Psychiatric–Medical Comorbidity
Major depression as a risk factor for chronic disease incidence: longitudinal analyses in a general population cohort

https://doi.org/10.1016/j.genhosppsych.2008.05.001Get rights and content

Abstract

Objective

Cross-sectional studies have consistently reported associations between major depression (MD) and chronic medical conditions. Such studies cannot clarify whether medical conditions increase the risk for MD or vice versa. The latter possibility has received relatively little attention in the literature. In this study, we evaluate the incidence of several important chronic medical conditions in people with and without MD.

Method

The data source was the Canadian National Population Health Survey (NPHS). The NPHS included the Composite International Diagnostic Interview Short Form to assess past-year major depressive episodes. The NPHS also collected self-report data about professionally diagnosed long-term medical conditions. A longitudinal cohort was interviewed every 2 years between 1994 and 2002. Proportional hazards models were used to compare the incidence of chronic conditions in respondents with and without MD and to produce age-, sex- and covariate-adjusted estimates of the hazard ratios.

Results

The adjusted hazard ratios associated with MD at baseline interview were elevated for several long-term medical conditions: heart disease (1.7), arthritis (1.9), asthma (2.1), back pain (1.4), chronic bronchitis or emphysema (2.2), hypertension (1.7) and migraines (1.9). The incidences of cataracts and glaucoma, peptic ulcers and thyroid disease were not higher in respondents with MD.

Conclusion

A set of conditions characterized particularly by pain, inflammation and/or autonomic reactivity has a higher incidence in people with MD.

Introduction

The association of chronic medical conditions with major depression (MD) has been well established by cross-sectional studies [1], [2], [3], [4], [5], [6]. While useful for descriptive purposes, cross-sectional estimates cannot clarify temporal relationships and are therefore difficult to interpret. In a few instances, longitudinal methods have been employed. Brown et al. [7] used administrative data to determine whether the incidence of diabetes is increased in people with MD, confirming earlier reports from the Baltimore Epidemiologic Catchment Area Follow-up Study [8]. A related analysis indicated that the incidence of MD was not increased in people with type II diabetes [9].

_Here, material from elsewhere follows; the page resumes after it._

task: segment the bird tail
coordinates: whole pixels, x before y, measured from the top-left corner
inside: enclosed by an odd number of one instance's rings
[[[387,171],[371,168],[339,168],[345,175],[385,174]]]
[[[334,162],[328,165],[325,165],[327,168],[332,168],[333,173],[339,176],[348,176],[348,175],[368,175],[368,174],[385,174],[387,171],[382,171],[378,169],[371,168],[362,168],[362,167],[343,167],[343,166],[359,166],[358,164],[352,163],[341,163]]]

Migraines are another condition where longitudinal studies have been helpful in clarifying well-known cross-sectional associations [3], [4], [10], [11], [12] with MD. In a longitudinal investigation, Breslau et al. [13] found that MD increased the incidence of migraines and also that migraines increased the incidence of MD. An effect of migraine on depression incidence, but no effect of depression on migraine incidence, was seen in another prospective study conducted in Baltimore [12].

Depressive symptoms (as opposed to depressive disorders) were found to be associated with subsequent hypertension incidence in two studies. One of these studies analyzed data from the National Health and Nutrition Examination Survey [14], and the other analyzed data from the CARDIA study [15]. The only study to examine hypertension incidence in association with depressive disorders was the Baltimore study [16]. Here, an adjusted odds ratio of 2.16, suggesting an elevated risk of hypertension, was reported; however, the association did not achieve statistical significance.

A literature of cross-sectional studies has reported associations between back pain and depression [3], [4], [10]. Currie and Wang [17] used longitudinal data from two cycles of the Canadian National Population Health Survey (NPHS) to confirm whether there is an elevated incidence of MD in people with chronic back pain and also an elevated incidence of back pain in people with MD.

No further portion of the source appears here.